2nd Under Secretary of State for Public Diplomacy and Public Affairs
- In office October 2, 2001 – March 28, 2003
- Preceded by: Evelyn S. Lieberman
- Succeeded by: Margaret D. Tutwiler

Personal details
- Education: Baylor University University of Louisiana (BS)

= Charlotte Beers =

American businesswoman

Charlotte Beers is an American businesswoman and former under secretary of state for public diplomacy and public affairs in the George W. Bush administration.

Beers was the first female vice-president at the JWT advertising firm, then CEO of Tatham-Laird & Kudner until 1992, and finally CEO of Ogilvy & Mather until 1996. In 1997, Fortune magazine placed her on the cover of their first issue to feature the most powerful women in America, for her achievements in the advertising industry. In 1999, Beers received the "Legend in Leadership Award" from the Chief Executive Leadership Institute of the Yale School of Management. As an advertising executive, she ran a number of prominent ad campaigns for national brands including Uncle Ben's rice and American Express.

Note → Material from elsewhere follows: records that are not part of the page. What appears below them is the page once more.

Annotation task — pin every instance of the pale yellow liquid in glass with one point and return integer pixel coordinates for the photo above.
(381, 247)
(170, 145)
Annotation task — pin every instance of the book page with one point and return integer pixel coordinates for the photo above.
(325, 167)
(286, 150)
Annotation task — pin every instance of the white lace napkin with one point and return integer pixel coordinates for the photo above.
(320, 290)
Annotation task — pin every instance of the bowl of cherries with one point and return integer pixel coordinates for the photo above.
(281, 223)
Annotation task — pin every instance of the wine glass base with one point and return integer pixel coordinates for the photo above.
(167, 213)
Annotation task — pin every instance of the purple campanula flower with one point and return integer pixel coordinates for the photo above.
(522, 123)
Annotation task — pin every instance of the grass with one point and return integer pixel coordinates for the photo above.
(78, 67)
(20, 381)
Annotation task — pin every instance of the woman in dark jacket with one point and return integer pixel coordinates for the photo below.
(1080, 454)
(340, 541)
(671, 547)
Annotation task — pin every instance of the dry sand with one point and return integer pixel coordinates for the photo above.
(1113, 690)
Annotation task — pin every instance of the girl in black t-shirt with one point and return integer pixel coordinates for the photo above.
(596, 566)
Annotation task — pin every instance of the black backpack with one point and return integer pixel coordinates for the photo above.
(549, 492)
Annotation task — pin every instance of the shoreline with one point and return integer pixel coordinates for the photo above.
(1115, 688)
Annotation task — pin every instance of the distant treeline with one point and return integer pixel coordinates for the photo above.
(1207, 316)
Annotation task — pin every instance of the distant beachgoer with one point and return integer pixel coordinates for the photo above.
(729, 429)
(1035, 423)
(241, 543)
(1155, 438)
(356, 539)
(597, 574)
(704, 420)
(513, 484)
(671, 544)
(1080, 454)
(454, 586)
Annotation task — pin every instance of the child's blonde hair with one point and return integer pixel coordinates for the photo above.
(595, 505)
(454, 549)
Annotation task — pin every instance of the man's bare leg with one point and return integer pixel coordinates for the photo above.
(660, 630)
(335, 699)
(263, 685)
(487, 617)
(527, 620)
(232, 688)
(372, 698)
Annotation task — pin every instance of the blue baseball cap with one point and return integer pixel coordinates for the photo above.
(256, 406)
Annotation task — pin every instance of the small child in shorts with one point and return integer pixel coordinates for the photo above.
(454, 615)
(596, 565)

From October 2001 until March 2003, she worked in the Bush administration as the under secretary for public diplomacy and public affairs in the aftermath of the 9/11 attacks. While under secretary, Beers led the U.S. State Department's efforts to produce propaganda videos intending to sell a “new” America to Muslims around the world by showing that American Muslims were living happily and freely in post-9/11 America. The $15 million Shared Values Initiative produced five mini-documentaries for television, radio, and print with shared values messages for key Muslim countries. Less than a month after the release of the Shared Values Initiative, the State Department abruptly discontinued it.

Beers attended Baylor University and graduated from the University of Louisiana at Lafayette, then called the University of Southwestern Louisiana, with a Bachelor of Science in liberal arts. She grew up in Beaumont, Texas.